What I have found is that depending on the background of the entrepreneur, the positioning statements tend to be very long, mostly filled with buzzwords – (no, really 99% of the people in this world dont know ARM, resin-conductors or DevOps, and most likely 90% of your target audience does not either) or overly complicated.
The positioning statement should at its simplest help explain who you are at your core.
Most folks will try to explain their positioning by using the framework below.
For (specific customer description):
Who (has the following problem):
Our product (describe the solution):
That provides (the following difference):
Unlike (your competition):
Now, for most parts this was 15 years ago. This is still a valid exercise for you to come up with your positioning, but most of this may be not as effective in our Twitter driven world.
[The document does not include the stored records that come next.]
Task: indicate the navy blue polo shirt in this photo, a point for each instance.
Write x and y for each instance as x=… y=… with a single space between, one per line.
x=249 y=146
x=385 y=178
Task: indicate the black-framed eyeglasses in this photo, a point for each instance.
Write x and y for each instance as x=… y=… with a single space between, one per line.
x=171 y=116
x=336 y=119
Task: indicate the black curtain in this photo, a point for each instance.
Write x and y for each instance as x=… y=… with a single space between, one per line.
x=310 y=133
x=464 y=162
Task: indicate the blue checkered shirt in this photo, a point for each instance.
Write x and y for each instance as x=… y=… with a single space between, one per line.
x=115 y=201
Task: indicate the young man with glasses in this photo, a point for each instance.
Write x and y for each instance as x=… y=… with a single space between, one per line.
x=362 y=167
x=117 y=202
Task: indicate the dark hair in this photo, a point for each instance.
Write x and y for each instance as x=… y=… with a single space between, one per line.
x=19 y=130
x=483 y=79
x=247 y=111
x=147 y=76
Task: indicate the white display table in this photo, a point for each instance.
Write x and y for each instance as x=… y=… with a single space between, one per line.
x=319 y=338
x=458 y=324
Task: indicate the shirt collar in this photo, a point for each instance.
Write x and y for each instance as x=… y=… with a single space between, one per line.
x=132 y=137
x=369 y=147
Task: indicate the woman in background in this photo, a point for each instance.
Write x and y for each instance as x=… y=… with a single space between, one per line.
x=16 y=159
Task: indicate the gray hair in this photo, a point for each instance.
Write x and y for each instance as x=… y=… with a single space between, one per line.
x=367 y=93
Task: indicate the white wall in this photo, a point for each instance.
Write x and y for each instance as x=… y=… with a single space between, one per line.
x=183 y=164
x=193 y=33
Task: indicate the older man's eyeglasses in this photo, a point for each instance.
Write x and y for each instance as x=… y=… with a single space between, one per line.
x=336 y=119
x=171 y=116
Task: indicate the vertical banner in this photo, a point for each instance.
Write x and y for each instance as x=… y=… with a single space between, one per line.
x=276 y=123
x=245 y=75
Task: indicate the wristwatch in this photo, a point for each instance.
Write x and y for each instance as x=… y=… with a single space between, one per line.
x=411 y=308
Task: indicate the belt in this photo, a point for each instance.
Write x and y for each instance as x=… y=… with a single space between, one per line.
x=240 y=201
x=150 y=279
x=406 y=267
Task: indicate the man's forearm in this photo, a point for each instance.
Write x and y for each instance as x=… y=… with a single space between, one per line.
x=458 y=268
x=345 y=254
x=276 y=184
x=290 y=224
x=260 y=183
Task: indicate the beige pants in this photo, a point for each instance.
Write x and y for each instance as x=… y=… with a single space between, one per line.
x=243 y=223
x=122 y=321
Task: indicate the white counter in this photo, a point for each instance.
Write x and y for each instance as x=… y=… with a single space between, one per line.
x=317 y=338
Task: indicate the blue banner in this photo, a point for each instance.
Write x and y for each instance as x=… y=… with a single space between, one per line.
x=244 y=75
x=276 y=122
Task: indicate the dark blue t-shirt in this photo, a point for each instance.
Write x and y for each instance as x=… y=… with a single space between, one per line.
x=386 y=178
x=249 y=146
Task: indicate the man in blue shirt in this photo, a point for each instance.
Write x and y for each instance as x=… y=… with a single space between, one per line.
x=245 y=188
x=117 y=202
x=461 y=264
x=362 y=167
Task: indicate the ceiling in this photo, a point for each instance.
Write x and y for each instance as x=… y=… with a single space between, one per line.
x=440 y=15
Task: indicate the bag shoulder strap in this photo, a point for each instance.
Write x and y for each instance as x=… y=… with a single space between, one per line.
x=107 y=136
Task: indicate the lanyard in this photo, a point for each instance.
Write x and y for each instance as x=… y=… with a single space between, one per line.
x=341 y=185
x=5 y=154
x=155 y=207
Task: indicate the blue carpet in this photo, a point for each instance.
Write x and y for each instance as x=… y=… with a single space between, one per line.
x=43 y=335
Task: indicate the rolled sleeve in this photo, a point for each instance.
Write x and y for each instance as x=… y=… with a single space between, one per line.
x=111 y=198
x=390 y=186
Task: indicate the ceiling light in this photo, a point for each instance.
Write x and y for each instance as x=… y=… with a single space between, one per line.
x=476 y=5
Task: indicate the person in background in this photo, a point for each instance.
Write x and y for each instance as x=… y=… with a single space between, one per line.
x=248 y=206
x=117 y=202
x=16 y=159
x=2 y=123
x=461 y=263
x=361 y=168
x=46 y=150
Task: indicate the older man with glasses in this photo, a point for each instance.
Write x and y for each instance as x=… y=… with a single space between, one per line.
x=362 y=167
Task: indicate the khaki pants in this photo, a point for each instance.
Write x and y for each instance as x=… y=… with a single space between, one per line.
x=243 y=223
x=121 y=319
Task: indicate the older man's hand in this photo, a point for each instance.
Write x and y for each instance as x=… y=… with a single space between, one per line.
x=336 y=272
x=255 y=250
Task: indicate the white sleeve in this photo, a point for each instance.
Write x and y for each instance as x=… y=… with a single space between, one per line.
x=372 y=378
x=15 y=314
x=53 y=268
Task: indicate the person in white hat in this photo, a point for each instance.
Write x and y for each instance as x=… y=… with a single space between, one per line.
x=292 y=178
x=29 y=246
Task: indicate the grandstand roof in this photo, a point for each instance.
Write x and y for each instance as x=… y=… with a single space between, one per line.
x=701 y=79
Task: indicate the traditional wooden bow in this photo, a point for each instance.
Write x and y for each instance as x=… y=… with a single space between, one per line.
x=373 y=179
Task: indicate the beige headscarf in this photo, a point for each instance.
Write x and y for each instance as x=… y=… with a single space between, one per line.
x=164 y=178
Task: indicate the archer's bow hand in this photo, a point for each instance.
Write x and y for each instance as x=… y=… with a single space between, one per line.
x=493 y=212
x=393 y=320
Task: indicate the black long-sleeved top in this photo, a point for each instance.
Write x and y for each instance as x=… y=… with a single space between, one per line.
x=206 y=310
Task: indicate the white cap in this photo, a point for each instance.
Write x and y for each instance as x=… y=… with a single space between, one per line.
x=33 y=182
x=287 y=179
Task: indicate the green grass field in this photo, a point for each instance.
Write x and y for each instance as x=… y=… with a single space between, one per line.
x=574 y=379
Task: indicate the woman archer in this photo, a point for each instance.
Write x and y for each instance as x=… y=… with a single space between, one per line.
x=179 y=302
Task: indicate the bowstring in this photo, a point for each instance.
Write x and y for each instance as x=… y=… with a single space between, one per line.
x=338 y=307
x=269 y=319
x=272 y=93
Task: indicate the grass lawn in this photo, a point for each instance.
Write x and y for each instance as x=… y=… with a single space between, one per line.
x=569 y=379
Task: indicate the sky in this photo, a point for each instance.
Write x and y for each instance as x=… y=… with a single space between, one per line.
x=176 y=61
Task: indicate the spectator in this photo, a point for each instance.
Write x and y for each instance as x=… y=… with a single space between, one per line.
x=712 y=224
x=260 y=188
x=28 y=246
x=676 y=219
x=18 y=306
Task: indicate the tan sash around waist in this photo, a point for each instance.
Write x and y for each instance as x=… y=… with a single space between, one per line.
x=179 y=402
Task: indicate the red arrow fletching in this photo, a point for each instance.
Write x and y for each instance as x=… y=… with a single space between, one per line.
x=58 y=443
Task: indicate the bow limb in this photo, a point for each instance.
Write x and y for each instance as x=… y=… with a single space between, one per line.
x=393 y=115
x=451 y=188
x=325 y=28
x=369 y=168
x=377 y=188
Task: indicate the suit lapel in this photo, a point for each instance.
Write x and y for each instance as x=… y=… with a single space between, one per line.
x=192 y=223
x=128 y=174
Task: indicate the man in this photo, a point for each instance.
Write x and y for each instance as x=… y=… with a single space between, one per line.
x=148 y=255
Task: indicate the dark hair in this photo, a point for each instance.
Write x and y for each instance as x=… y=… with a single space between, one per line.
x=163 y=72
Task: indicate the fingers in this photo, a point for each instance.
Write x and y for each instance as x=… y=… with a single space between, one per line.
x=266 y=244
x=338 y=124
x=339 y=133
There are 3 more manifestations I have seen for this statement:
1. Position your company / product in less than 8 worlds so that someone coming to your website can get it in less than 5 seconds
2. Positioning by successful similarity – We are XYX (an awesome product, e.g. Uber) for ABC (a very large market, e.g. school kids needing rides)
3. Retweet ready positioning – A positioning statement that is retweet worthy, so it should be less than 100 characters – so you can still provide a link to your website
The important thing to note is that your website should reflect positioning for your biggest audience – target users or customers, not potential investors or employees.
I am also not a fan of using multiple positioning statements by audience – so you should avoid telling investors you are a disruptive solution for ABC market, and tell potential employees you are X for Y.
It never adds up and wont scale.
Instead, I’d recommend you start with first making a list of segments of your customers.Preferably you are able to segment a small niche customer segment to start.
Then write down the list of problems your customers have. For example. a) the existing products are too hard to use b) the existing solution is too expensive c) the existing solution is to do something manual d) potential customers are unable to be successful since no solution exists to help them with this pain, etc.
Then you have to document the features of your product that correspond to solving the problems you listed above in the problem statement. For example: a) Our export to excel feature allows customers to get the data via API’s b) our API based mechanism lowers cost of delivery. etc. This is also sometimes the “how you do it”.
Then you have to record the differentiation associated with the features. How do you do something different to enable that feature(s). For example: our algorithm for ranking generates a proprietary score for each customer segment.
The next step (which you may not need for the positioning, but will later on) is to document thebenefits of the feature / differentiation. Benefits are fairly easy to document based on cost savings, revenue generation, etc. and are based on the feature list. For example, if you have X feature and Y differentiation, that results in a reduced cost compared to existing competitive solutions for customers,.
This should suffice for you to start A/B testing. Now, use these in your web copy, presentations and when you are describing your company to others at events, meetups, etc.
Keep a log of the first 100 people (or some good enough sample size) of people you to talk to, and get a sense for which statements resonate.
Test different positioning statements until you get to the minimal set that gets people exited enough to ask you to tell them more.